Rafael and sidekick Eddie Monet write and speak in broken English. This is precisely how they sound/read.
It is best that no PRs be released until the CE sign is removed. (as it would waste the effects of the PRs). Also, I think the OTC markets group, via their procedures, can consider communications to stockholders, like PRs, as part of their process of review; so, that might further delay matters).
And looking at the May 25th letter to stockholders, there is this under the "Legal Notice Regarding Forward-Looking Statements:"
"Pilgrim Petroleum Corporation is an independent oil and gas company. The company is acquiring oil and gas leases, producing properties, mineral rights, and surface interests. Once acquired, the company intends to develop each property to maximize the income from each property by refurbishing and improving the existing production."
IOWs, PGPM is formally stating in a legal notice - without ambiguity - that they are ACQUIRING...producing properties.
If so, this stock may yet be dollar-bound. If not, the board and management of PGPM are going to be in a heep of trouble!
GLTA
Yes, if...
this is (to me) key line in May 10th letter to Stockholders:
"The most significant is our plan to enter the exploration and production (E&P) business with our current portfolio and acquire producing assets and improve cost of production."
Break it down:
"with our current portfolio" = great risk here as the "current portfolio(s)" of years' past have been illusionary garbage. Need to see asset listing.
"and acquire producing assets" = great promise, in fact the only real promise, of significant value. Need to see if true and if producing assets have been acquired, or are being acquired, as stated here. If not, that is, if this is another Pinedo lie, head for an exit.

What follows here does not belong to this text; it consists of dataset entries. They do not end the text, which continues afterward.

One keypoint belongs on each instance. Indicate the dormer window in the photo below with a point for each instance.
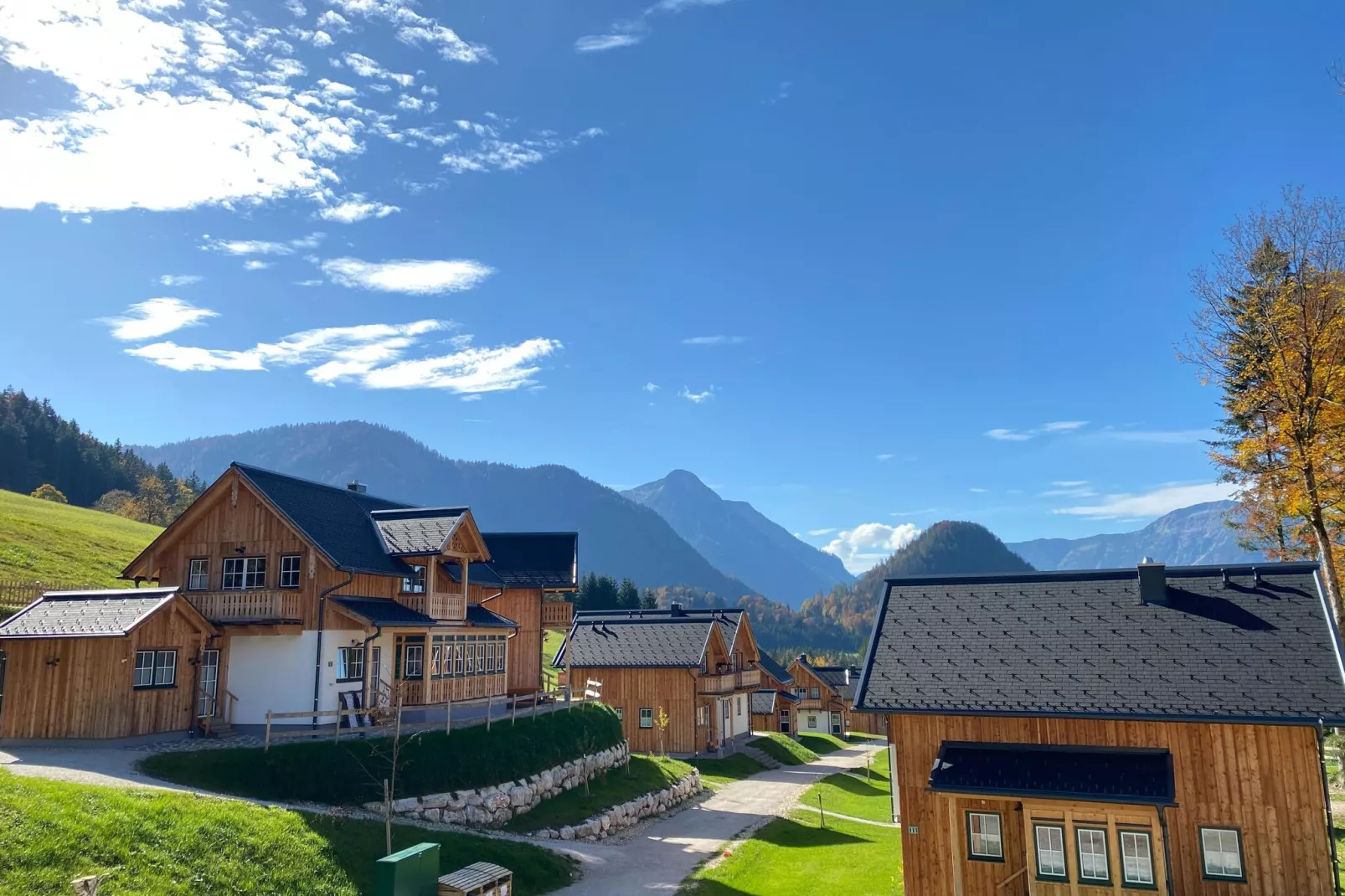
(415, 584)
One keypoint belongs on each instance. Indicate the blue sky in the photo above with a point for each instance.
(863, 265)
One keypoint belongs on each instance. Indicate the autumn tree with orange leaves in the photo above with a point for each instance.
(1271, 334)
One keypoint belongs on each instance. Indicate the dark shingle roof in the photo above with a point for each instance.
(382, 611)
(1080, 643)
(86, 614)
(417, 530)
(775, 669)
(1094, 774)
(607, 639)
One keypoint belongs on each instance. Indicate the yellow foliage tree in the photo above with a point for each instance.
(1271, 332)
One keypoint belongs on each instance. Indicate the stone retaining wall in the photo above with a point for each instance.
(610, 821)
(495, 805)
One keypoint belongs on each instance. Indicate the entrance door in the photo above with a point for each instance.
(209, 682)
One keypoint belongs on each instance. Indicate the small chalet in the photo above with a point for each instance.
(317, 598)
(1105, 731)
(696, 667)
(826, 700)
(772, 704)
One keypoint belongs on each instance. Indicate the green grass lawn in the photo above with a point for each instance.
(716, 772)
(44, 541)
(647, 774)
(159, 844)
(795, 856)
(854, 794)
(350, 771)
(783, 749)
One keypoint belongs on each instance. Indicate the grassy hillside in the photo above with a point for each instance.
(44, 541)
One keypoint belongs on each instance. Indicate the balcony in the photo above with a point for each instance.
(246, 605)
(557, 614)
(729, 682)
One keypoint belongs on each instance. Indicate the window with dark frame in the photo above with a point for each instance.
(1094, 867)
(985, 837)
(1051, 851)
(1222, 853)
(198, 574)
(291, 568)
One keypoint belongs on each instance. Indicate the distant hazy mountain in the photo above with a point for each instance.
(734, 537)
(617, 537)
(1187, 537)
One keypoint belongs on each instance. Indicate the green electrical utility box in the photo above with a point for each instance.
(412, 872)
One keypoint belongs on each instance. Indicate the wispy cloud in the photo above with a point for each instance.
(157, 317)
(869, 543)
(1153, 503)
(714, 341)
(410, 276)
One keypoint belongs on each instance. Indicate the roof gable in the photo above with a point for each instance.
(1238, 643)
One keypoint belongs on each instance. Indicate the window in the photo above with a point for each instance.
(157, 669)
(415, 662)
(1136, 858)
(1051, 852)
(985, 842)
(415, 584)
(198, 574)
(1092, 854)
(290, 571)
(1223, 853)
(244, 572)
(350, 663)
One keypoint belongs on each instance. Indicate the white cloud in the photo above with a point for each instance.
(1153, 503)
(155, 317)
(179, 280)
(355, 208)
(714, 341)
(410, 276)
(869, 543)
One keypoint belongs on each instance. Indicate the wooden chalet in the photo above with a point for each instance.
(774, 701)
(699, 667)
(317, 598)
(826, 700)
(1111, 731)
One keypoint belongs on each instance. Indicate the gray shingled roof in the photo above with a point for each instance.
(417, 530)
(1082, 643)
(86, 614)
(600, 639)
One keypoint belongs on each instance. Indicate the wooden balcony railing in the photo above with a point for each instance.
(557, 614)
(246, 605)
(730, 681)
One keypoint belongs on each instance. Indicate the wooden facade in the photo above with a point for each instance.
(1263, 780)
(85, 687)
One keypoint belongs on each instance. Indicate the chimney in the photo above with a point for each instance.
(1153, 581)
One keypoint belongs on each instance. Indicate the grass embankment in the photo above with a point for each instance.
(44, 541)
(796, 856)
(716, 772)
(783, 749)
(153, 842)
(856, 794)
(647, 774)
(351, 771)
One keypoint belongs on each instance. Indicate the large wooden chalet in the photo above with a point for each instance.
(699, 667)
(1102, 732)
(286, 595)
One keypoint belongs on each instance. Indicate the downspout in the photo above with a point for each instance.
(1327, 796)
(317, 660)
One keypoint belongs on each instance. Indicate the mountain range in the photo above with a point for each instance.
(1187, 537)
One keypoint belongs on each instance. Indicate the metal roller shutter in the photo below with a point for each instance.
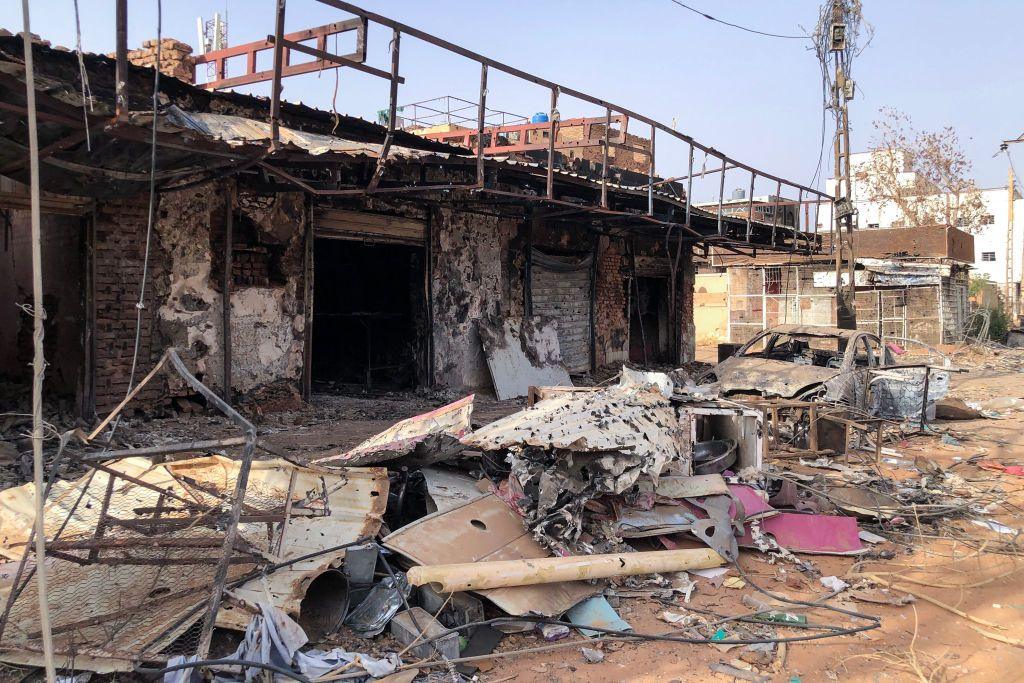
(560, 288)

"and improve cost of production" = so far worthless rhetoric. In the past, there has been no production, just empty leases and severe problems with those leases.
And...their accounting activities are garbage. They rely on Pink Sheet "compilations" by a non-independent CPA firm, instead of audited financial statements. This means NO uplisting to OTCQB for the foreseeable future, contrary to what many on here keep insisting.
Finally, the talk about a merger is just speculation on this board, there has been no such expressed intention by management in any letter, or email, to Stockholders.
GLTA
True. Could be very quick to .02, .03. Peeps that are not day traders could jump in.
ski - this is what I see as current.
(Our compadre that brought up this subject yesterday said he misunderstood the changes effected in May, and agreed with the following:).
"Audited financials must be available for companies in the OTCQX and OTCQB markets. To qualify for Pink Current Information, companies that do not file with the SEC and do not publish audited financials must provide an Attorney Letter with Respect to Current Information. Audited financials are not required for Pink Limited Information companies. Companies in Pink No Information may not have recent financial information available."
If you see otherwise, let us all know...but that would be a total reversal of protections for the investing public. Even Pinkies should have audited financials, amazing that they don't!
GLTU
Prove it. Alternative reporting does not involve audited financials.